UNA LICENCIA DE FIN DE SEMANA


“No molestar (o la amistad)”

Ésta es la historia de dos amigos. Uno de ellos, el feo, vive de acordes imposiblemente retorcidos y necesita poco más que eso y un poco de algo ilegal para ser completamente feliz, El otro, el guapo, se mueve como una sirena por los platós, los yates y los cocktails. Hace números, concede entrevistas, inaugura certámenes de polo y controla hasta el más mínimo detalle de su exitosa empresa. Al feo todo eso le parece una mariconada, aunque en alguna ocasión ha ido con el guapo a hacerse los dientes o el tinte. El guapo, flaco como un galgo, se acuerda de aquel desenfreno que antes compartían y sonríe, mientras apura el Actimel con la entrenadora personal apoyada en el quicio de la cocina y el asiático de la acupuntura saliendo por el garaje.
Se encontraron con diecisiete años en una estación de metro, hablaron de música negra y decidieron intercambiarse los teléfonos y probar. Encontraron a otros chicos, incluso a uno que de tanto hacerles sombra se ganó que le despidieran y que el feo le levantara la novia. Que te despidan mientras tu jefe feo te levanta a la chavala es algo tan insoportable que el tipo estaba flotando boca abajo en su piscina en menos de dos semanas.
Se enrolaron del todo, tuvieron un bajista que les abandonó a lo Bárcenas, con todos los detalles bajo el brazo, y estuvieron siempre sustentados por un tipo callado, siempre detrás, más interesado en el jazz que en ellos mismos. El único que no vivía para su ombligo. La pieza clave, Charlie Watts.
Hicieron llamar a otro melenudo al que el proceso de selección le duró poco, pues venía de una buena firma. Aún así, tardaron mucho en darle la sociatura, claro. Todavía sigue con ellos, debatiéndose entre otra copita o chupar un poco más de cialis para la camarera de diecinueve que espera en el dormitorio, por la que abandonó a su mujer de toda la vida. Ron Wood, Ronnie.

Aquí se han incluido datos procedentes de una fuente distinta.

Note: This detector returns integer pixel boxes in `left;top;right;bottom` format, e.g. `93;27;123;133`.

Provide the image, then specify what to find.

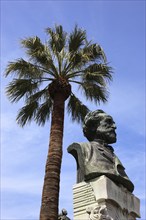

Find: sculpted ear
83;120;98;141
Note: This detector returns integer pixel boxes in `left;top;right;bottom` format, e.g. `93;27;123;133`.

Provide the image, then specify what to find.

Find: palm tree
5;24;113;220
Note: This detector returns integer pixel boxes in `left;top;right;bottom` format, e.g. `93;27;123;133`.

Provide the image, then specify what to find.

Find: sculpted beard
96;129;117;144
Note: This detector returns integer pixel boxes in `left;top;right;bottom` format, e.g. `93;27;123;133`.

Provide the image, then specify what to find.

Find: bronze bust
58;209;71;220
67;110;134;192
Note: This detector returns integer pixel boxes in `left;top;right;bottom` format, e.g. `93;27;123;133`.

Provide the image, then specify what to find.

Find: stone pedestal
73;175;140;220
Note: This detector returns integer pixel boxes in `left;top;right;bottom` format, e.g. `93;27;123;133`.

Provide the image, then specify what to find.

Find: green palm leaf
80;82;108;104
83;63;113;84
82;43;107;63
67;93;89;123
6;79;39;102
16;101;38;126
21;37;48;62
46;25;67;53
69;25;87;53
35;99;53;126
21;37;58;77
27;88;49;103
5;58;44;78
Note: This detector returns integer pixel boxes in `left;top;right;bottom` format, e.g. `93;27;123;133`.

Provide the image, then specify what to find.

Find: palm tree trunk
40;93;65;220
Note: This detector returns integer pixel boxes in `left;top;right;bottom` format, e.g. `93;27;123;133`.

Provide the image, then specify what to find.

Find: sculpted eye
106;119;112;124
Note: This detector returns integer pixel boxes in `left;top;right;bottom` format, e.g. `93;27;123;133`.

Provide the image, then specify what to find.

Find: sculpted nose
112;123;117;129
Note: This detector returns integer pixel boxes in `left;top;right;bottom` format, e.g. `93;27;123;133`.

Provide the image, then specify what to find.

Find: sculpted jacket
67;141;134;192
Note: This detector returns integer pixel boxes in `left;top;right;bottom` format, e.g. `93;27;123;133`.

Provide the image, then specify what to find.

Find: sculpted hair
83;109;107;141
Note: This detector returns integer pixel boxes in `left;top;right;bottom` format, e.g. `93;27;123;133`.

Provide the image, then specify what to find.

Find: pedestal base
73;176;140;220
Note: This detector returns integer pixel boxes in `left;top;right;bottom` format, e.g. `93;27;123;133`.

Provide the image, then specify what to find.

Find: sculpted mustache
99;128;116;133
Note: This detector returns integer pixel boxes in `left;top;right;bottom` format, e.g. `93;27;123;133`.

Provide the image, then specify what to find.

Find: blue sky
1;0;145;219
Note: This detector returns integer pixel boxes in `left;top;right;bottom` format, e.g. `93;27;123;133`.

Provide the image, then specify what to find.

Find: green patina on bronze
68;110;134;193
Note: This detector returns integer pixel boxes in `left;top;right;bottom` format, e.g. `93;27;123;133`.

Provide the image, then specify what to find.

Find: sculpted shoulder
67;142;90;162
67;142;90;152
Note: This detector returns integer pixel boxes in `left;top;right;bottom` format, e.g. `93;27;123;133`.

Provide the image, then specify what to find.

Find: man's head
83;109;117;144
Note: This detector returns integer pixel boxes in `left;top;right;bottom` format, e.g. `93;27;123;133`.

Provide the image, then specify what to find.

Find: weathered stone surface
86;204;113;220
90;176;140;217
73;176;140;220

Tuvieron años muy locos y el guapo empezó a cansarse. Al feo se le murieron su mejor amigo y una hija, se refugió en el caballo e, incluso, se esnifó las cenizas de su padre una noche en la que el camello andaba fuera de cobertura.
El guapo se levantaba pronto y después de desayunar melón, que ya empezaba a ser rarito, se iba al estudio, donde el feo no aparecía. Nadie le quería despertar porque guardaba una pistola cargada debajo de la almohada y la agarraba y te apuntaba si le cabreabas. En Toronto le arrestaron porque en una bolsa llevaba lo que en el estado de Canadá ya se consideraba tráfico de drogas. Él se lo había llevado para pasar un fin de semana lejos de casa, que siempre es duro. El guapo se quedó sin guitarrista para aquella gira.

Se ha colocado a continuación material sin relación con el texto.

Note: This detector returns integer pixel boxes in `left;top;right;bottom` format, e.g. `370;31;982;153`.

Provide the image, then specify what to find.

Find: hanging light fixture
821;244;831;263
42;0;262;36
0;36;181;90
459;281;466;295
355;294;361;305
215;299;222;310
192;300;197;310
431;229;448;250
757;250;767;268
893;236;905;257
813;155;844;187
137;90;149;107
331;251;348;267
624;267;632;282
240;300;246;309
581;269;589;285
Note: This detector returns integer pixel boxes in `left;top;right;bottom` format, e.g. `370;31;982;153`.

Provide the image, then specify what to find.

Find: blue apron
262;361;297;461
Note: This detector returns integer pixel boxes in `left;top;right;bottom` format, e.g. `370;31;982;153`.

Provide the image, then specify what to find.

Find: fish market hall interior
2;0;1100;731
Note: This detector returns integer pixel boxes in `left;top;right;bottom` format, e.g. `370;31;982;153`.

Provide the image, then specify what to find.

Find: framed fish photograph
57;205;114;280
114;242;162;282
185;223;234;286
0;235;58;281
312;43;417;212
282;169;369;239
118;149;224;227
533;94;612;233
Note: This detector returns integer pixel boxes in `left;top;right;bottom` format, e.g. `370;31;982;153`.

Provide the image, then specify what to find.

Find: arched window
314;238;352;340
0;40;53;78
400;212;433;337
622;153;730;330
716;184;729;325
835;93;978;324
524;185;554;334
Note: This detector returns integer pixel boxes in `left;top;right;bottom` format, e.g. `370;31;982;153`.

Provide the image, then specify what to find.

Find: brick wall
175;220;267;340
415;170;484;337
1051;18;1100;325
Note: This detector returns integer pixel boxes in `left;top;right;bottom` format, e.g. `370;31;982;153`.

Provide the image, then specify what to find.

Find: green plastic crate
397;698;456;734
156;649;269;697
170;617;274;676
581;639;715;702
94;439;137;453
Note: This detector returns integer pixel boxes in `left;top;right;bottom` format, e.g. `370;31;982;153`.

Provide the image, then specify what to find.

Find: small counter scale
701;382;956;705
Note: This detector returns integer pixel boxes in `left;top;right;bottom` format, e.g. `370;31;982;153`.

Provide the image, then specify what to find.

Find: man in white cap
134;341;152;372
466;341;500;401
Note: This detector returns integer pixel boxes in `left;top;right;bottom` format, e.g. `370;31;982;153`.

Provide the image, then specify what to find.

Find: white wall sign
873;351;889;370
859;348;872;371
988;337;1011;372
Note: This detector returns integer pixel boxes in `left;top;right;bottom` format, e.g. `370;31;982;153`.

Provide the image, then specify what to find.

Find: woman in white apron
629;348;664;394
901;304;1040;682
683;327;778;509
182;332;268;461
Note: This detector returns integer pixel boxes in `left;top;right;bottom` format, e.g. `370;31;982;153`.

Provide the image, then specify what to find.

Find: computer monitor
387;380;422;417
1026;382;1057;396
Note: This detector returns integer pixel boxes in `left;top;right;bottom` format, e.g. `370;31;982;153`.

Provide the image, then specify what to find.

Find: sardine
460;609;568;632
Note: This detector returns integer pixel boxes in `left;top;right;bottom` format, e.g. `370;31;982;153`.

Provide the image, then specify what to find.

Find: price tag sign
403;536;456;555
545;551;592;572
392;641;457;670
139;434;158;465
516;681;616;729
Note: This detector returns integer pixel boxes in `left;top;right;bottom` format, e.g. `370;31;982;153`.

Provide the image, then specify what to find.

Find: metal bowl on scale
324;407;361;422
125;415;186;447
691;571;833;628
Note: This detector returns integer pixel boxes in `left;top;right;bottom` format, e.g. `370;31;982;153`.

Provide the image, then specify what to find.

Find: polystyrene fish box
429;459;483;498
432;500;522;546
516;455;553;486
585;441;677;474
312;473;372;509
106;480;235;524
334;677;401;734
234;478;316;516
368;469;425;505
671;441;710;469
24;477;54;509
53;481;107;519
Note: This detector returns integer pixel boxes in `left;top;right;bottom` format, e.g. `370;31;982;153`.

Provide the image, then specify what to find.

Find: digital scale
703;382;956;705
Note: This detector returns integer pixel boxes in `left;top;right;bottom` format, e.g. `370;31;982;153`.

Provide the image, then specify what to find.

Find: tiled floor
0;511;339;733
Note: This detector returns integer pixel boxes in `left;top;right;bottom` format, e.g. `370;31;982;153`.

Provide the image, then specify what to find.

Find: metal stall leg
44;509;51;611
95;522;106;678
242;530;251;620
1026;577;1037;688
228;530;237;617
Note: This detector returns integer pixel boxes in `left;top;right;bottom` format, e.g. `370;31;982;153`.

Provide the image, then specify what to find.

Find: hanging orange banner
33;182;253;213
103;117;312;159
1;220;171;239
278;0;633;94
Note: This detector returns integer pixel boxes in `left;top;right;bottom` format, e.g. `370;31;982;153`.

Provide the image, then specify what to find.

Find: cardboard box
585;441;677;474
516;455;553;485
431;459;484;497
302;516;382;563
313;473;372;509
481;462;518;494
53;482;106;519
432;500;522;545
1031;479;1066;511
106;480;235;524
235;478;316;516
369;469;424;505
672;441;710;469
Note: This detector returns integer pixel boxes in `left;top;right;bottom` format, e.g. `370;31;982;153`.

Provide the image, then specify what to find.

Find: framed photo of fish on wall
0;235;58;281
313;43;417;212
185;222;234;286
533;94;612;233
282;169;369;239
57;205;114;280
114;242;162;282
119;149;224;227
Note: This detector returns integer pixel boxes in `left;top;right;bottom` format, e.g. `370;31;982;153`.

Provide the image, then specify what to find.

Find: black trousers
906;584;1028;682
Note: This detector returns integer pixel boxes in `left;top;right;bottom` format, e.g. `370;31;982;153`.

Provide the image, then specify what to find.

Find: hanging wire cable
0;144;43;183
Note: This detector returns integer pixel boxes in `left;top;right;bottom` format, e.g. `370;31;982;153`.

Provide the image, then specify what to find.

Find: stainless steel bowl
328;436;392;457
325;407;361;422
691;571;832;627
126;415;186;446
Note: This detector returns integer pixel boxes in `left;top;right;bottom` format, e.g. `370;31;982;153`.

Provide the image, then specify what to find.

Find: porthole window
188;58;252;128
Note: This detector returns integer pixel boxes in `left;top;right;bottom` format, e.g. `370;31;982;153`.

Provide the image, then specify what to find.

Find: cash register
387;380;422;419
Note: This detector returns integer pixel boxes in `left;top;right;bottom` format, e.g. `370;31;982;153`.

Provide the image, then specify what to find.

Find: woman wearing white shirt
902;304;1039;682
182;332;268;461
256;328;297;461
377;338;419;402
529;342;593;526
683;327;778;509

Se pelearon por la chica guapa del instituto, la bella hasta parar los relojes Marianne Faithfull que terminó, claro, follándose al guapo y corriendo para contárselo a todo el mundo, como Dominguín con la Gardner. El feo se hizo una camiseta para llevarlo mejor. Hicieron canciones formidables juntos.
Cincuenta años después ahí siguen, y sólo ellos saben cuántos sin hablar o felicitarse las navidades. El feo anda por Jamaica, subiéndose a cocoteros que baja con suerte desigual, y con su sonrisa de yonqui de etiqueta negra como pasaporte. Escribió una biografía en la que ponía al guapo a parir, llamándole déspota y nenaza. Siempre al límite, con una calavera y un Cartier alumbrándole el camino funámbulo, Keith Richards.
Cuando pienso en amistad siempre se me aparecen ellos, el guapo y el feo. Escucho cómo entra la guitarra en esta canción, algo tan inexplicable y alejado de la técnica, e incluso si cierro los ojos veo a Charlie mirándoles atrás, desde el dique, y a Ronnie caminando en círculos, que es como ha aprendido a vivir mejor lo que le quede. Pienso en ellos y en que son los únicos amigos de verdad que conozco.
Todo termina y Keith apoya su cabeza sobre el guapo para la foto de la prensa local. Otra ciudad, otro incendio de rock.
Y sé que Mick Jagger se sube a la limusina después de los aplausos, con las luces aún apagadas y la multitud retenida, y vuelve a casa ante su infusión con la única certeza de que después de tantos años y tantos focos sólo tiene un verdadero amigo. Aquél de la estación de metro, tan feo, al que nadie nunca se atrevía a despertar.